Tuesday, May 12, 2009

The Longest War

Recent events in the two wars still being fought by the United States are not good news despite the change of policies in Washington.  The seven year war against the Taliban in Afghanistan is now the longest war ever engaged in by the US, including Vietnam which is usually measured from the first commitment of ground forces in country.  The general commanding US forces in Afghanistan was essentially fired by his civilian bosses, the first time that has happened since Harry Truman relieved the egotistical and radical Douglas MacArthur in Korea. The change of command reflects the worsening situation.  The Taliban militia controls the northeast of the country, and the porous Pashtun controlled border between Pakistan and Afghanistan allows the largely Pashtun militia force to rest, recruit and re-equip at will.  The US has predictably resorted to large air strikes to counterbalance their tactical disadvantage on the ground, only to kill large numbers of civilians.  A recent strike killed about 130 Afghans.  Incidents like these further alienates the population from the western invaders. The fact that the Taliban, defeated in three months of conventional operations at the start of the war, was able to resurrect shows that the US has failed to apply consistently the lessons of counterinsurgency once learned the hard way in the jungles of Vietnam.  It established a weak, corrupt central government, but failed to win over conservative rural tribal leaders or control territory with troops on the ground.   Recently 17,000 additional US troops have been sent bringing the total to 55,000 Americans and 37,000 allied forces.  During their failed ten year war to subdue Islamic fundamentalists, the Soviet Union committed about 80,000 to 100,000 troops to the conflict at any one time.  But old Soviet hands are skeptical that simply applying more troops is the answer to winning the war.  As one Soviet general observed in the notes of a Politburo meeting, "After seven years in Afghanistan, there is not one square kilometer left untouched by a boot of a Soviet soldier.

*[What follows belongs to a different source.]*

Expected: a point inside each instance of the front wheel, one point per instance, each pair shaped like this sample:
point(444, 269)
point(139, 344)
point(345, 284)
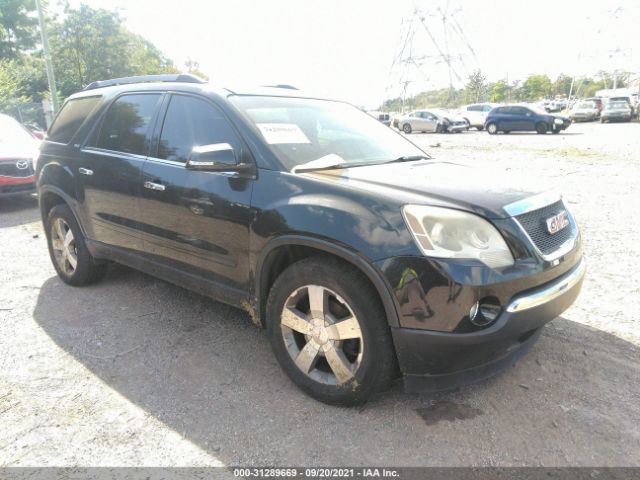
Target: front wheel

But as soon as they leave a place, the enemy returns and restores it all back the way it used to be."[1]

The other war in Iraq has taken second place in the thinking of the current administration since announcing its intention to end combat operations there by 2010.  Despite the political de-emphasis Americans continue to die in Iraq, some at the hands of their deranged comrades in arms.  A soldier on his third tour of duty in Iraq opened fire while at a stress clinic in Camp Liberty near the Baghdad airport.  He killed five after taking a weapon away from an escort and an unpleasant verbal exchange with the clinic staff.  He was arrested and charged with murder. The latest bombing in the still chaotic country killed fifteen in a Baghdad marketplace.  A string of deadly bombings have renewed fears that Iraqis are still incapable of policing themselves when American forces leave.
[photo: the "Valley of death", Korengal, Time]
[1]www.gwu.edu/~nsarchiv/NSAEBB/NSAEBB272/index.htm,  an online database of previously secret Politburo notes and diaries concerning Afghanistan. Remarks attributed to General Akhromeyev during a November 1986 meeting of the Politburo.